Mikel INSAUSTI
Zinema kritikaria
CRíTICA: «La señal»

Borrador para un proyecto mayor de ciencia ficción

La sensación de ver una película que carece de entidad propia, o que no está acabada como tal película, no suele resultar satisfactoria. Cuando los cineastas, y sobre todo los que empiezan, dicen que hacen sus obras cinematográficas para el público no siempre es verdad. A veces se olvidan del respetable que paga su entrada, y piensan más en su propio futuro profesional, como si quisieran que su trabajo fuera visto en primer lugar por los ejecutivos de los grandes estudios de Hollywood de cara a la consecución de un posible contrato.

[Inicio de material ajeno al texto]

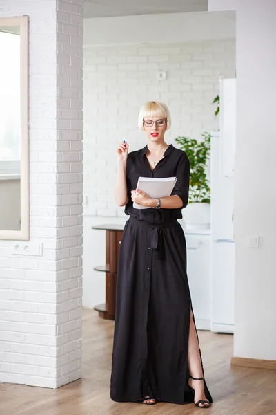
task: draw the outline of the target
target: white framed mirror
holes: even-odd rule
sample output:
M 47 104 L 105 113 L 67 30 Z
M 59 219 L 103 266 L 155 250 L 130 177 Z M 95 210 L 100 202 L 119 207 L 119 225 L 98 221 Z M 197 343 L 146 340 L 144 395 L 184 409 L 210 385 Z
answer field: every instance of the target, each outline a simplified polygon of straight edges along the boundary
M 28 26 L 0 18 L 0 239 L 29 239 Z

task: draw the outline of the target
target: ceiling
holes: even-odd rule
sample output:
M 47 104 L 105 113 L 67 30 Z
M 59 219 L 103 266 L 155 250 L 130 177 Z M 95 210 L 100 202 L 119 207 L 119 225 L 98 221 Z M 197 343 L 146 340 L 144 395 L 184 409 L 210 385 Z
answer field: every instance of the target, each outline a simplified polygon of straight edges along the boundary
M 208 11 L 208 0 L 84 0 L 84 17 Z

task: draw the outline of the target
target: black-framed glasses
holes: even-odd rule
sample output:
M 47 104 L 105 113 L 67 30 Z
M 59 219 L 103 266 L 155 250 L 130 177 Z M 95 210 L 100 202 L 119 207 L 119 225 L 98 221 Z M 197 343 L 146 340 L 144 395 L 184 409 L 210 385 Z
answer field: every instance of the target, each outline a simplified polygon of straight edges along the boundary
M 156 124 L 157 127 L 164 127 L 167 122 L 167 118 L 160 118 L 157 121 L 152 121 L 152 120 L 144 120 L 143 122 L 146 127 L 152 127 L 154 124 Z

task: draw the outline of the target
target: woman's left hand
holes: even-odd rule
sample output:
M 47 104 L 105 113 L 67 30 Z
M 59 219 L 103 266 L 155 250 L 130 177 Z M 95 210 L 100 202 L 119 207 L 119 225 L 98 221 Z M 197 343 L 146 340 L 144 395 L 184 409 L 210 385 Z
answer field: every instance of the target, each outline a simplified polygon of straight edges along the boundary
M 131 191 L 131 199 L 132 202 L 138 205 L 151 208 L 152 199 L 144 192 L 139 189 Z

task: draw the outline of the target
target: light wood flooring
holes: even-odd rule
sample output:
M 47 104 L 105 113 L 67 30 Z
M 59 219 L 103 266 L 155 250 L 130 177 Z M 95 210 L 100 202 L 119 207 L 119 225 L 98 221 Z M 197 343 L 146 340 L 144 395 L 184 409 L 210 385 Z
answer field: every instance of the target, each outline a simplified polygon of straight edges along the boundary
M 153 406 L 110 398 L 113 322 L 83 311 L 81 380 L 58 389 L 0 384 L 0 415 L 276 415 L 276 371 L 231 367 L 233 335 L 199 331 L 206 381 L 214 403 Z

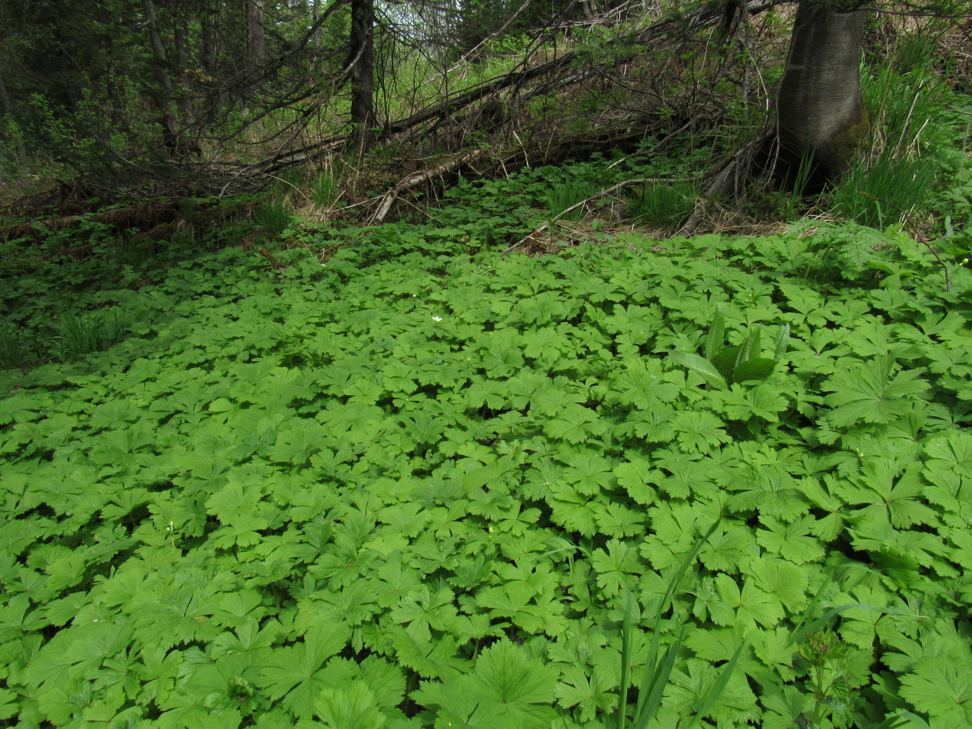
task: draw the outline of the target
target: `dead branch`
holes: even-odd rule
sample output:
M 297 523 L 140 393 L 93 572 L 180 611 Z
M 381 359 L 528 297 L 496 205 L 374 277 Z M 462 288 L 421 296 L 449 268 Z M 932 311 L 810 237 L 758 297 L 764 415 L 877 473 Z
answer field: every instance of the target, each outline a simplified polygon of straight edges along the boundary
M 538 227 L 538 228 L 532 230 L 531 232 L 527 233 L 522 238 L 520 238 L 518 241 L 516 241 L 513 245 L 509 246 L 506 250 L 504 250 L 503 252 L 503 255 L 505 256 L 507 253 L 509 253 L 510 251 L 512 251 L 512 250 L 518 248 L 519 246 L 523 245 L 524 243 L 526 243 L 527 241 L 529 241 L 531 238 L 535 238 L 536 236 L 539 235 L 544 230 L 546 230 L 547 228 L 549 228 L 554 223 L 556 223 L 561 218 L 563 218 L 565 215 L 568 215 L 569 213 L 572 213 L 573 211 L 576 210 L 577 208 L 582 207 L 584 205 L 587 205 L 587 204 L 589 204 L 591 202 L 594 202 L 595 200 L 598 200 L 598 199 L 600 199 L 602 197 L 607 197 L 608 195 L 611 194 L 612 192 L 616 192 L 617 191 L 621 190 L 622 188 L 628 188 L 628 187 L 631 187 L 632 185 L 644 185 L 646 183 L 647 184 L 656 184 L 656 183 L 672 183 L 672 184 L 675 184 L 675 183 L 698 182 L 700 179 L 701 179 L 700 177 L 680 177 L 680 178 L 671 178 L 671 177 L 638 177 L 638 178 L 635 178 L 635 179 L 632 179 L 632 180 L 624 180 L 623 182 L 617 183 L 617 185 L 612 185 L 609 188 L 606 188 L 605 190 L 602 190 L 600 192 L 594 193 L 590 197 L 584 198 L 580 202 L 576 202 L 573 205 L 571 205 L 571 207 L 567 208 L 567 210 L 563 210 L 560 213 L 557 213 L 557 215 L 555 215 L 553 218 L 551 218 L 550 220 L 548 220 L 542 226 L 540 226 L 539 227 Z
M 381 196 L 381 201 L 378 203 L 377 209 L 368 219 L 368 225 L 376 226 L 384 221 L 385 216 L 388 215 L 388 211 L 392 209 L 392 203 L 394 203 L 395 199 L 404 191 L 414 188 L 416 185 L 421 185 L 434 177 L 437 177 L 446 172 L 451 172 L 464 164 L 475 161 L 479 157 L 484 156 L 487 150 L 485 149 L 472 150 L 471 152 L 467 152 L 465 155 L 460 155 L 459 156 L 447 159 L 441 164 L 436 164 L 434 167 L 429 167 L 428 169 L 413 172 Z

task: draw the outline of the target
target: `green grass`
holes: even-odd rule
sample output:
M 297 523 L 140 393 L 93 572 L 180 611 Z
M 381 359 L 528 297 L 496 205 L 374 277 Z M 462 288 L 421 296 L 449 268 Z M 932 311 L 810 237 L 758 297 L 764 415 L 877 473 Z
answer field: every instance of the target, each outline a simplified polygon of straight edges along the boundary
M 628 215 L 647 226 L 676 227 L 695 205 L 696 191 L 689 183 L 654 183 L 628 200 Z
M 930 202 L 938 166 L 933 159 L 896 157 L 885 151 L 873 164 L 860 160 L 830 192 L 838 215 L 884 229 L 908 222 Z

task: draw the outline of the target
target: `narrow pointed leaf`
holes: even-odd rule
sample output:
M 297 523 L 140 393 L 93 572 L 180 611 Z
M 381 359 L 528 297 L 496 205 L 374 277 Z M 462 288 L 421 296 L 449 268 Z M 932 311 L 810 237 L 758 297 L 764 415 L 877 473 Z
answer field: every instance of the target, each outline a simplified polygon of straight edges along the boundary
M 676 364 L 681 364 L 689 369 L 694 369 L 712 385 L 726 387 L 725 378 L 719 374 L 719 370 L 709 360 L 687 352 L 672 352 L 668 357 Z

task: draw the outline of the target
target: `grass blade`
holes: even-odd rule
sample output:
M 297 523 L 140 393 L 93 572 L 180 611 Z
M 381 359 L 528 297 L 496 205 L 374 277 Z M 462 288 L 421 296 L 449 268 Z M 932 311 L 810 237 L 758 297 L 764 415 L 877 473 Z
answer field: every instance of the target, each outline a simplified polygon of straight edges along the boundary
M 712 324 L 709 328 L 709 334 L 706 335 L 706 359 L 710 362 L 715 357 L 715 353 L 722 347 L 722 340 L 725 337 L 725 319 L 722 317 L 722 307 L 715 307 L 715 316 L 712 317 Z

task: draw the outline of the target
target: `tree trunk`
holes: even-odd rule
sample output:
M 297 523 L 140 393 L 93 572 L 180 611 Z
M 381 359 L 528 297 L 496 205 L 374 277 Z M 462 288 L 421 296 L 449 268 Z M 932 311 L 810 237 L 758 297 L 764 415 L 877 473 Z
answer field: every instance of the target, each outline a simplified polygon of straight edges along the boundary
M 263 0 L 247 0 L 247 27 L 249 29 L 250 62 L 255 66 L 263 63 Z
M 812 159 L 805 170 L 811 188 L 840 177 L 867 131 L 860 93 L 865 12 L 857 5 L 801 0 L 797 8 L 777 104 L 779 164 L 793 180 Z
M 162 143 L 172 152 L 179 145 L 179 129 L 172 114 L 172 79 L 169 76 L 168 58 L 165 55 L 165 46 L 162 45 L 162 36 L 158 32 L 152 0 L 142 0 L 142 11 L 145 13 L 145 24 L 149 28 L 152 61 L 156 66 L 156 80 L 158 83 L 155 97 L 158 107 L 158 122 L 162 126 Z
M 374 139 L 374 0 L 351 2 L 351 126 L 360 156 Z

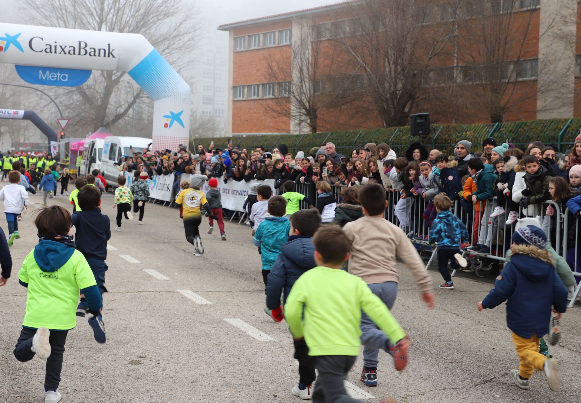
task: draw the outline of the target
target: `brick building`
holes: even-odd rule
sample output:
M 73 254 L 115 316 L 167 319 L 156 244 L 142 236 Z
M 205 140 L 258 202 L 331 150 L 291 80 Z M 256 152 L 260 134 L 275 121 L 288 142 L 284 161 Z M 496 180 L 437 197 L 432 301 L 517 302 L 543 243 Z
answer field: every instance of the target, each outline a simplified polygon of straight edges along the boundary
M 442 32 L 449 24 L 450 35 L 437 57 L 418 57 L 429 60 L 420 80 L 424 96 L 406 106 L 404 118 L 418 111 L 429 111 L 432 121 L 441 123 L 581 116 L 581 8 L 575 0 L 457 2 L 438 1 L 422 11 L 421 29 Z M 369 77 L 337 45 L 342 41 L 336 40 L 336 33 L 356 37 L 370 24 L 370 17 L 358 14 L 362 3 L 352 0 L 220 26 L 229 33 L 228 134 L 310 132 L 313 119 L 302 107 L 302 97 L 316 99 L 320 107 L 317 131 L 399 125 L 373 111 L 370 91 L 358 92 Z M 475 8 L 485 3 L 492 16 L 487 19 Z M 476 38 L 479 30 L 488 37 Z M 510 48 L 486 54 L 487 46 L 479 45 L 494 42 L 494 35 L 508 38 Z M 297 95 L 296 88 L 303 87 L 306 95 Z M 489 99 L 498 104 L 496 109 L 485 105 Z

Al primerizo William Eubank se le nota demasiado su interés por darse a conocer dentro de la industria, utilizando como plataforma el cine independiente. «La señal» viene a ser su tarjeta de presentación, una especie de currículo resumido en el que demuestra todas sus capacidades para pasar a dirigir largometrajes de gran presupuesto. Dicho afán queda mucho más patente en la parte final, cuando hace todo un despliegue de efectos especiales a los que saca un partido muy por encima de los cuatro millones de dólares con los que ha contado para su proyecto. La exhibición en pos del espectáculo total se acerca más a lo que son las superproducciones de superhéroes, y no tiene mucho sentido dentro de «La señal», una historia que antes de llegar a ese tramo apuntaba a la ciencia ficción de tratamiento sicológico.

Pero la coherencia interna ya se había perdido por el camino, a medida que iba quedando claro que el muestrario de géneros que envuelve el núcleo argumental obedece al objetivo inicialmente comentado. Hay película de carretera, comedia adolescente, thriller cibernético, terror cámara en mano, amenaza extraerrestre, trama conspirativa, fábula distópica, especulación tecnológica, ciencia ficción sicológica, cómic de superhéroes y todo lo que se quiera meter en poco más de hora y media de duración.

En medio de tanta dispersión el único elemento que encuentra su razón de ser es el interpretativo, gracias a la inquietante presencia de Laurence Fishburne, quien en solitario consigue mantener viva la atención del espectador.